(foto di Vesna Harni da Pixabay)

L’Italia procede spedita con la campagna vaccinale anti-Covid, tant’è che alcune regioni hanno già concluso la prima fase avendo somministrato addirittura la dose extra contenuta in ciascuna fiala del vaccino Pfizer. Proprio questa sesta dose suscita qualche domanda sulle forniture. Secondo alcuni, infatti, l’azienda farmaceutica potrebbe inviare meno fiale di vaccino ai paesi acquirenti o far pagare le dosi extra consegnate: gli accordi, d’altra parte, parlano di numero di dosi da fornire, non di fiale.
Chiariamolo subito, però, anche se queste ipotesi si concretizzassero, al nostro paese (così come a tutti gli altri che hanno acquistato da Pfizer) non arriverà meno vaccino.

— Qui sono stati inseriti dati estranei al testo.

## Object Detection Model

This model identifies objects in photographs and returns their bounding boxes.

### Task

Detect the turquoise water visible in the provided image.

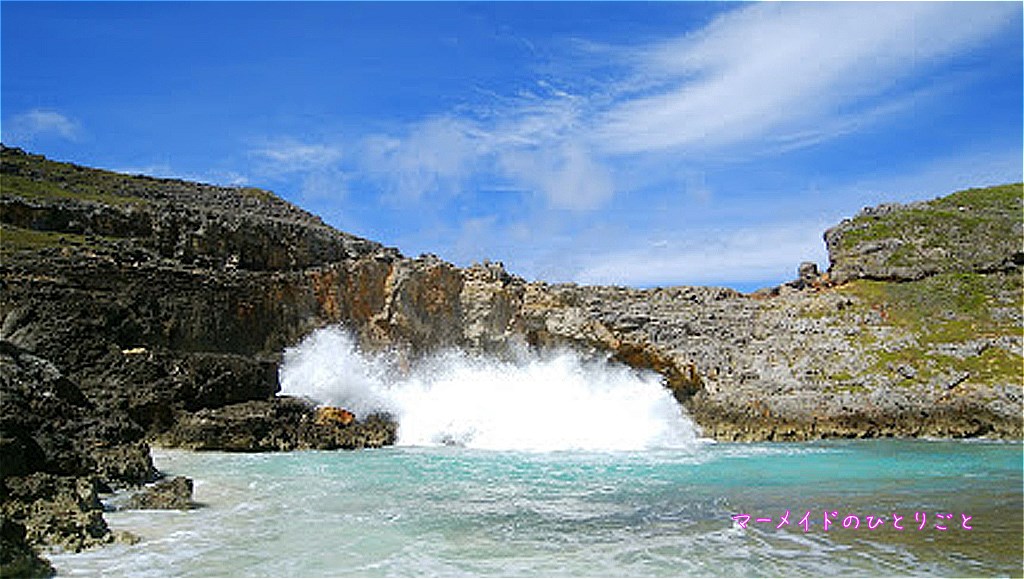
[52,441,1024,576]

La certificazione dell’Ema

All’inizio della campagna vaccinale negli Stati Uniti gli operatori sanitari si erano resi conto che le fiale fornite da Pfizer contenevano non cinque dosi di vaccino, così come ufficializzato dall’azienda, ma sei. I controlli della Food and Drug Administration (Fda) lo confermarono e l’ente certificò la possibilità di usare la dose extra.

Con l’autorizzazione del vaccino anti-Covid di Pfizer/Biontech anche da parte dell’Agenzia europea per i medicinali (Ema), la stessa situazione si è presentata in Europa e l’8 gennaio proprio l’Ema ha diramato una nota affinché le agenzie nazionali (l’Aifa in Italia) modificassero le istruzioni sul prodotto, rendendo possibile la somministrazione della sesta dose.

Non avremo meno vaccino

Potremo vaccinare più persone del previsto con la stessa fornitura, quindi? Forse no. Viste anche le difficoltà produttive che Pfizer potrebbe avere per soddisfare l’aumento delle richieste di vaccino anti-Covid, c’è chi ipotizza che l’azienda possa rallentare la fornitura. No, non si tratta di consegnare meno vaccino di quanto pattuito, ma potrebbe ricalcolare le consegne sulla base del fatto che le agenzie hanno ufficializzato la sesta dose, e quindi diminuire il numero di fiale da consegnare. Oppure, anche se sembra meno probabile, potrebbe chiedere il pagamento delle dosi extra, perché ci sono in realtà arrivate più dosi per fiala di quante fossero state promesse.

Se una di queste ipotesi dovesse concretizzarsi, non avremo in ogni caso meno vaccino di quanto stabilito. Avremo a disposizione esattamente le dosi acquistate.

C’è però una punto in sospeso: la sesta dose da ciascuna fiala si può ottenere intera (e dunque somministrabile) utilizzando particolari siringhe di precisione, altrimenti ciò che rimane dopo la quinta dose è solo un fondo da scartare. Se non si venisse prestata la dovuta attenzione (o se non si usassero queste particolari siringhe) allora sì perderemmo preziose dosi.